L’ingénierie des systèmes embarqués et de la santé

Le nom d’Antoine Baud brille également dans les domaines scientifiques et technologiques. À Besançon, le docteur Antoine Raymond Maurice Baud s’illustre dans le domaine de la santé. Ce médecin généraliste conventionné gère depuis fin 2022 un cabinet médical libéral sous forme de SELRL, offrant des soins de proximité essentiels à la population locale.

Dans le secteur de l’ingénierie de pointe, un autre Antoine Baud, diplômé de l’ISEN Lille, s’est spécialisé dans les signaux et systèmes complexes. En tant que chef de projet chez Ausy à Sèvres, il a notamment dirigé le développement d’objets connectés de haute technologie destinés aux sportifs de haut niveau. Son expertise s’étend également au secteur aéronautique, où il a encadré des équipes chargées du maintien opérationnel des calculateurs sur les avions de la gamme Airbus.

L’analyse des politiques macroéconomiques et climatiques

Enfin, le monde académique compte lui aussi son Antoine Baud. Chercheur et doctorant au CRED de l’Université Panthéon-Assas à Paris, ce brillant économiste concentre ses travaux sur la macroéconomie et les politiques environnementales. Diplômé de la prestigieuse Paris School of Economics, il étudie l’impact du changement climatique sur la croissance économique et analyse l’incertitude politique entourant les transitions écologiques. Ses recherches s’avèrent cruciales pour concevoir les modèles économiques de demain face aux défis planétaires.

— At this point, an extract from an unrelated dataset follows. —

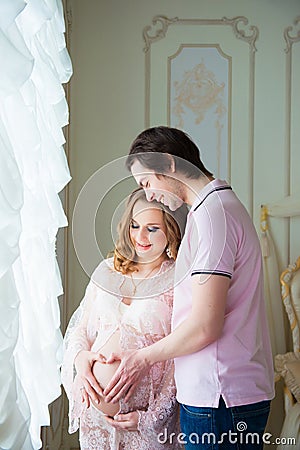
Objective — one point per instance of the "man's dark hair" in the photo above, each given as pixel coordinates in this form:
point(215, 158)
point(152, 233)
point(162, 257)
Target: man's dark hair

Qu’ils s’illustrent sous les projecteurs du cinéma d’antan, dans les bureaux d’études technologiques, au chevet des patients ou sur les chantiers de la réindustrialisation, les hommes et structures portant le nom d’Antoine Baud dessinent un panorama d’une richesse insoupçonnée. Leurs réussites respectives prouvent que derrière l’homonymie se cache une formidable diversité de talents qui enrichit notre patrimoine culturel, scientifique et économique.